The city of my birth was to be made a garden-spot. All defiling, smoke-begriming factories were to be banished to an innocuous distance. Churches were to give way to cathedrals; the city itself was to become a paradise of mansions. Yale University was to be transformed into the most magnificent—yet efficient—seat of learning in the world. For once, college professors were to be paid adequate salaries, and alluring provision for their declining years was to be made. New Haven should become a very hotbed of culture. Art galleries, libraries, museums and theatres of a dreamlike splendor were to rise whenever and wherever I should will. Why absurd? Was it not I who would defray the cost? The famous buildings of the Old World were to be reproduced, if, indeed, the originals could not be purchased, brought to this country and reassembled. Not far from New Haven there is a sandy plain, once the bed of the Connecticut River, but now a kind of miniature desert. I often smile as I pass it on the train; for it was here, for the edification of those who might never be able to visit the Valley of the Nile, that I planned to erect a pyramid that should out-Cheops the original. My harnessed gravity, I believed, would not only enable me to overcome existing mechanical difficulties, but it would make the quarrying of immense monoliths as easy as the slicing of bread, and the placing of them in position as easy as the laying of bricks.
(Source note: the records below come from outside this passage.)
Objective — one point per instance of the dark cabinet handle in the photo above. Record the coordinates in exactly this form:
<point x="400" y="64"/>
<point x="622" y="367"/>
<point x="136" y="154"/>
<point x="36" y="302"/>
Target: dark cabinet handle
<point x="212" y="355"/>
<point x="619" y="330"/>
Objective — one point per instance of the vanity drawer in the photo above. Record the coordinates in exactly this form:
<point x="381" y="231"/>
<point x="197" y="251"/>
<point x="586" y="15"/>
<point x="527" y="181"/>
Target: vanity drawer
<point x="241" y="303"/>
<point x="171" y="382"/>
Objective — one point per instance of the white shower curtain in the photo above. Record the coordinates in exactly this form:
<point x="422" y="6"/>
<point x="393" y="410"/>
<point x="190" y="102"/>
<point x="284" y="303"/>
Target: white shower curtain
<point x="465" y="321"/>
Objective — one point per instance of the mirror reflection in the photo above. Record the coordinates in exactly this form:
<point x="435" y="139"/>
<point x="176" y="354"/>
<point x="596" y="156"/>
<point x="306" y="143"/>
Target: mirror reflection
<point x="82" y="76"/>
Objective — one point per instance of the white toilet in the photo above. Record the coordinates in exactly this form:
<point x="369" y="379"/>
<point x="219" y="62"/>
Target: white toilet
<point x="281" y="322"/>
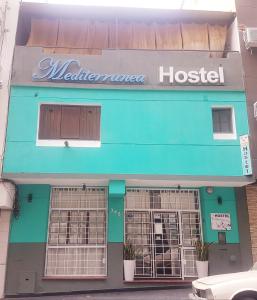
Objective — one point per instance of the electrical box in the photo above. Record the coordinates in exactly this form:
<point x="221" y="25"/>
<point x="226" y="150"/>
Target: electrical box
<point x="250" y="37"/>
<point x="7" y="194"/>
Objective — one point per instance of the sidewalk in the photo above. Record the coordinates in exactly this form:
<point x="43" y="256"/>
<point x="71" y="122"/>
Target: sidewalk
<point x="170" y="294"/>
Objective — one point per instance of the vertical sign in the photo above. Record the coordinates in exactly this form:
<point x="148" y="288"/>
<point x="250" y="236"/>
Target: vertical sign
<point x="245" y="154"/>
<point x="220" y="221"/>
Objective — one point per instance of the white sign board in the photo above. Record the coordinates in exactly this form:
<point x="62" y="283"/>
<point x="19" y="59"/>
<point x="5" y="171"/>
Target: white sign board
<point x="220" y="221"/>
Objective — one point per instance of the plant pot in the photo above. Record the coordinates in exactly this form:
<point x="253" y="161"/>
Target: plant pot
<point x="129" y="269"/>
<point x="202" y="268"/>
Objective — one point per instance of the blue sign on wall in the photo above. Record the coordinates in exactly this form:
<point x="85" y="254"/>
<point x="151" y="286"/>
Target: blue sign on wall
<point x="71" y="71"/>
<point x="245" y="154"/>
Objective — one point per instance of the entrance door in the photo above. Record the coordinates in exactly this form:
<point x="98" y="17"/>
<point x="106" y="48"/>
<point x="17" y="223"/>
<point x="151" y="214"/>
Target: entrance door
<point x="163" y="226"/>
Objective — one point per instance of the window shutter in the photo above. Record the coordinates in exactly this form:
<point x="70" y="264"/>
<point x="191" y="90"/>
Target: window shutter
<point x="50" y="122"/>
<point x="70" y="122"/>
<point x="90" y="123"/>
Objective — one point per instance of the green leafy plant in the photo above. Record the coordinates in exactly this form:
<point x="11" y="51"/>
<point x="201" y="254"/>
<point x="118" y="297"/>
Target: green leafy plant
<point x="202" y="250"/>
<point x="129" y="252"/>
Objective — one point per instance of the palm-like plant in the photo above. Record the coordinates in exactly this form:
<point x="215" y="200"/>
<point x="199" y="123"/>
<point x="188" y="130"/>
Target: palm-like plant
<point x="129" y="252"/>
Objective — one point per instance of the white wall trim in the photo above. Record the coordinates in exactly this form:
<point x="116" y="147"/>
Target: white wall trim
<point x="70" y="143"/>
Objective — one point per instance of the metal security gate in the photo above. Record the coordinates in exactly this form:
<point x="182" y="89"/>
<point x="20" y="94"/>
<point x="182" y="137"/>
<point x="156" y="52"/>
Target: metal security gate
<point x="163" y="226"/>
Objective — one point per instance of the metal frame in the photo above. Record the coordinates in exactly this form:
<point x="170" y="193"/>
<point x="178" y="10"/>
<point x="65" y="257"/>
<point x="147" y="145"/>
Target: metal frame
<point x="80" y="257"/>
<point x="187" y="267"/>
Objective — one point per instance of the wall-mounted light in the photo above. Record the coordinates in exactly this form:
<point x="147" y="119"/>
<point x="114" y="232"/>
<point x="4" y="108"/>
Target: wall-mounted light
<point x="209" y="190"/>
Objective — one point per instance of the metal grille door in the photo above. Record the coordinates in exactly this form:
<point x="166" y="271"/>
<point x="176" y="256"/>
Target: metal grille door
<point x="163" y="225"/>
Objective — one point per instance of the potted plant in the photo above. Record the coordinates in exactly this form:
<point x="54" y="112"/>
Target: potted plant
<point x="202" y="255"/>
<point x="129" y="257"/>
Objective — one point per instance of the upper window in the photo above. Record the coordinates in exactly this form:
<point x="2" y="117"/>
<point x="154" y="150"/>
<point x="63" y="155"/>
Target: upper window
<point x="223" y="123"/>
<point x="72" y="125"/>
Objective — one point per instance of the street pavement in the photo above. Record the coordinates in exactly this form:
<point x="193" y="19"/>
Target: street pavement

After all, delusions of grandeur are the most entertaining of toys. The assortment which my imagination provided was a comprehensive one. I had tossed aside the blocks of childhood days. Instead of laboriously piling small squares of wood one upon another in an endeavor to build the tiny semblance of a house, I now, in this second childhood of mine, projected against thin air phantom edifices planned and completed in the twinkling of an eye. To be sure, such houses of cards almost immediately superseded one another, but the vanishing of one could not disturb a mind that had ever another interesting bauble to take its place. And therein lies part of the secret of the happiness peculiar to that stage of elation which is distinguished by delusions of grandeur—always provided that he who is possessed by them be not subjected to privation and abuse. The sane man who can prove that he is rich in material wealth is not nearly so happy as the mentally disordered man whose delusions trick him into believing himself a modern Croesus. A wealth of Midaslike delusions is no burden. Such a fortune, though a misfortune in itself, bathes the world in a golden glow. No clouds obscure the vision. Optimism reigns supreme. "Failure" and "impossible" are as words from an unknown tongue. And the unique satisfaction about a fortune of this fugitive type is that its loss occasions no regret. One by one the phantom ships of treasure sail away for parts unknown; until, when the last ship has become but a speck on the mental horizon, the observer makes the happy discovery that his pirate fleet has left behind it a priceless wake of Reason!